We argue that prospective qualitative longitudinal research (QLR) is particularly appropriate to a trajectory-focused exploration of health crises and of the dynamics of social capital. In particular, we wish to suggest, an analytical focus on social change and continuity in the lives of individuals illuminates critical aspects of the process of resilience or adaptation. Prospective qualitative longitudinal research (QLR) aims to ‘walk alongside’ individuals or groups over time and contributes to a strand of social research that “follows the temporal rhythms of lived lives” (Mcleod & Thomson, 2009:60). QLR thus lends itself to the study of transitions, of how pathways are constructed, and the impact of key events and changing circumstances (Elliot, Holland, & Thomson, 2008; Holland, Thomson, & Henderson, 2006).
The ethics committees of the London School of Hygiene & Tropical Medicine and Ministry of Health, Burkina Faso approved the study. Data collection was conducted in two distinct waves. In both waves, our in-depth investigation was nested within a prospective epidemiological cohort study investigating health, social and economic consequences of obstetric emergencies (Filippi et al., 2007). That study focused on ‘near-miss’ obstetric events - complications that would likely have killed the woman had she not received timely medical care. In the first wave, qualitative fieldwork with 82 women recruited in two major cities and several small towns in Burkina Faso, took place over one year (Storeng et al., 2008). Initial work examined the immediate aftermath of these critical events, the immediate financial costs of emergency hospitalisation to poor households (Storeng et al., 2008) and the ensuing loss experienced by women through the combined disruptions of bodily integrity, of the household economy, and of social identity and social stability (Storeng, Murray, Akoum, Ouattara, & Filippi, 2010).

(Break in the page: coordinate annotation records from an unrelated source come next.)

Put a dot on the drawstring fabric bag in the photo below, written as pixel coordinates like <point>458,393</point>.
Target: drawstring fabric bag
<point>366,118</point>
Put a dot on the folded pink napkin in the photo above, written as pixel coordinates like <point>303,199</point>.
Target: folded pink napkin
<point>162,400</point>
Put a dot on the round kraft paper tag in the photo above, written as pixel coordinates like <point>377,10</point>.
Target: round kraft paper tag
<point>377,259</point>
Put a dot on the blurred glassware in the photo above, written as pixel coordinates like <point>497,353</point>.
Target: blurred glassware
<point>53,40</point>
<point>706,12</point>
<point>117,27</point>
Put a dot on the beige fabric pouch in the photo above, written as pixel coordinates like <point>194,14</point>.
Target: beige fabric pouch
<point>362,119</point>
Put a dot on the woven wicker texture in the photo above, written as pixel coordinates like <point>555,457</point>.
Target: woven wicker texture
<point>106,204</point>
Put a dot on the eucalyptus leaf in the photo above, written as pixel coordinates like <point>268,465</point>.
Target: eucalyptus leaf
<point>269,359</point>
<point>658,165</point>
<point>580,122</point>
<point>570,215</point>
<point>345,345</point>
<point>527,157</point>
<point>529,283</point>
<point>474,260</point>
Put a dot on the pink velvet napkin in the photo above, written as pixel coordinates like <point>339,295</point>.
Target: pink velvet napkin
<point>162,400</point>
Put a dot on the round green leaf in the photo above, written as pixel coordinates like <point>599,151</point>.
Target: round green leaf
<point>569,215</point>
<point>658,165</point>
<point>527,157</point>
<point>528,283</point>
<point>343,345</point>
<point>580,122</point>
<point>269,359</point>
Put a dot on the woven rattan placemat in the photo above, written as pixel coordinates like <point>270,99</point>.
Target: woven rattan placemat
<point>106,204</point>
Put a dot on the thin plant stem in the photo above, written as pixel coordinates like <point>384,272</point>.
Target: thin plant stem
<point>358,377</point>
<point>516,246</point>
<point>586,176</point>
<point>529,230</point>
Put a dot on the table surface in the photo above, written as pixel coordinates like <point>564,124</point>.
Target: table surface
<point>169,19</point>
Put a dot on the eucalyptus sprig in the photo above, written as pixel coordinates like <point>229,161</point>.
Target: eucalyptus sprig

The QLR sample used in this article comprises sixteen of the twenty two women who were recruited from two hospitals in the western part of the country for the epidemiological study in 2004/2005, followed up for a year, and re-contacted for the second wave three to four years later. They had all survived near-miss events after treatment in either a referral-level hospital or a regional hospital, with pregnancy outcomes ranging from termination to stillbirth to live-birth. At their entry into the epidemiological study they were approached regarding participation in additional confidential in-depth qualitative interviews about their lives and about their recent healthcare experiences. It was made clear to them that there was no obligation to take part in this element. All those approached agreed to participate in the audio-recorded in-depth interviews, and agreed to the possibility of return visits by the researchers to request follow-up interviews. The researcher then contacted or visited the women to arrange interviews at the time and place of their choice (usually their home). On each occasion the interviewee was given the opportunity not to continue. One woman did decline to participate in the second wave follow-up. Four were now living elsewhere and could not be reached, and one had died from an unsafe abortion in the intervening period.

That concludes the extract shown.